君主に宛てて

 私がどれほどあなたを愛していて、どれほど憎んでいるか。

 そんなことは誰もが一生知らなくていい。あなたはもちろん、私だって。

 

 君主に対して頭を下げながらありがたそうに進み出て、偉そうなその首に手をかける。力の限りに絞って、絞って、動かなくなるまで。
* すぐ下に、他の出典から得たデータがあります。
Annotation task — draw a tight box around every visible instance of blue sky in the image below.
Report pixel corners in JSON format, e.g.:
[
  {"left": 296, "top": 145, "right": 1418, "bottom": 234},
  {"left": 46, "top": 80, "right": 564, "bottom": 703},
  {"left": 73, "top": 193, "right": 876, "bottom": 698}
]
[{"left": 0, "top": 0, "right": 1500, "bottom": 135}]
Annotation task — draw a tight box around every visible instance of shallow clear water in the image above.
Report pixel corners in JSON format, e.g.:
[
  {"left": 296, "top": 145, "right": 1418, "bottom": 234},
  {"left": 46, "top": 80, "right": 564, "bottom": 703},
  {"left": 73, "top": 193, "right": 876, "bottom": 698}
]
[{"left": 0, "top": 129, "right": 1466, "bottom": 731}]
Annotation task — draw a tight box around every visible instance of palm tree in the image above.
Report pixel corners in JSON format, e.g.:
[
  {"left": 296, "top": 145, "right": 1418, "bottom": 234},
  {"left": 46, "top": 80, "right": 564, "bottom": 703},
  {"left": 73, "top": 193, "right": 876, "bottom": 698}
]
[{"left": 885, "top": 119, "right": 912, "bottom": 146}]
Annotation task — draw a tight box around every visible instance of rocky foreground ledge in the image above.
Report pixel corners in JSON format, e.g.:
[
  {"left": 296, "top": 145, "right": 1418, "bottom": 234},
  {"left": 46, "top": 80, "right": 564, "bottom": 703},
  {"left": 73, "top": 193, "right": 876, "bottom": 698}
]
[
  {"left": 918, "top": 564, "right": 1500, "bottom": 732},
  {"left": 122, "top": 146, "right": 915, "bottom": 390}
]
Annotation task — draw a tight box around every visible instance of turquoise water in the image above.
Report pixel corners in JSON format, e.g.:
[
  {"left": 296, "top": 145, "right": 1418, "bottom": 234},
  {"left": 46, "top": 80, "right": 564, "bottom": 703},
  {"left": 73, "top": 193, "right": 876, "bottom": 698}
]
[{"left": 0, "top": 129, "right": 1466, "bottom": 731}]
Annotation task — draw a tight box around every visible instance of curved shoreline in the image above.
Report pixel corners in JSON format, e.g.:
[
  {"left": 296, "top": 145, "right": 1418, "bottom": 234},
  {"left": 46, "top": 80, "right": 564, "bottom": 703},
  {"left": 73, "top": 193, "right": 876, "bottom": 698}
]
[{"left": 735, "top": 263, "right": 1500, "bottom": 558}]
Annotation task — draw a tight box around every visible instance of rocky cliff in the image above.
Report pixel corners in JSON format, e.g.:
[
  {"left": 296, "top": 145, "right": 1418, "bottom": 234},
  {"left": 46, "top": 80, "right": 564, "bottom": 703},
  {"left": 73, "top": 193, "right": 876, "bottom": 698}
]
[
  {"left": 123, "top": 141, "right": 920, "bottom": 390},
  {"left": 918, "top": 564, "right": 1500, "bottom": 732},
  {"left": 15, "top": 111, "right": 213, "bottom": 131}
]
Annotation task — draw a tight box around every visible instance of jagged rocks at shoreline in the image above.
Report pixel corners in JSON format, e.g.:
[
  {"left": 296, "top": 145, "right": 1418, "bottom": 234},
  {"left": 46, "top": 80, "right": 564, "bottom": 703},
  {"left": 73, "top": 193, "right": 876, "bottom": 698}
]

息の根は絶えてしまったらしい。どうやら。その浅い胸にてのひらをのせるとなるほど確かに生温い血と肉の温度、活動していない肉体だった。

 

 ああ死なないままでこのままで、「もっと早く死ぬべきだのになぜ今まで生きていたのだろう」。死ぬ気がない私がなぜこんなにも死にたいのか。私の一生を貫いたテーマ。あなたではないから私には決定的な瞬間が訪れないし、人生をでっち上げるためにひとつひとつ重ねていったジェンガは杜撰に積まれて、地盤は手抜き工事、欠陥だらけのマンション。もっと生きる気持ちを持って敷き詰めていたらよかったのに。

 

 百群の奥深い一枚に、窈窕な星座を結んで、めかりどきは楽しげで、不眠患者の家に届いたハンモックには意味がない。壁に染みついた私の悲痛に、悶えに、快楽に、踊りを踊って大団円。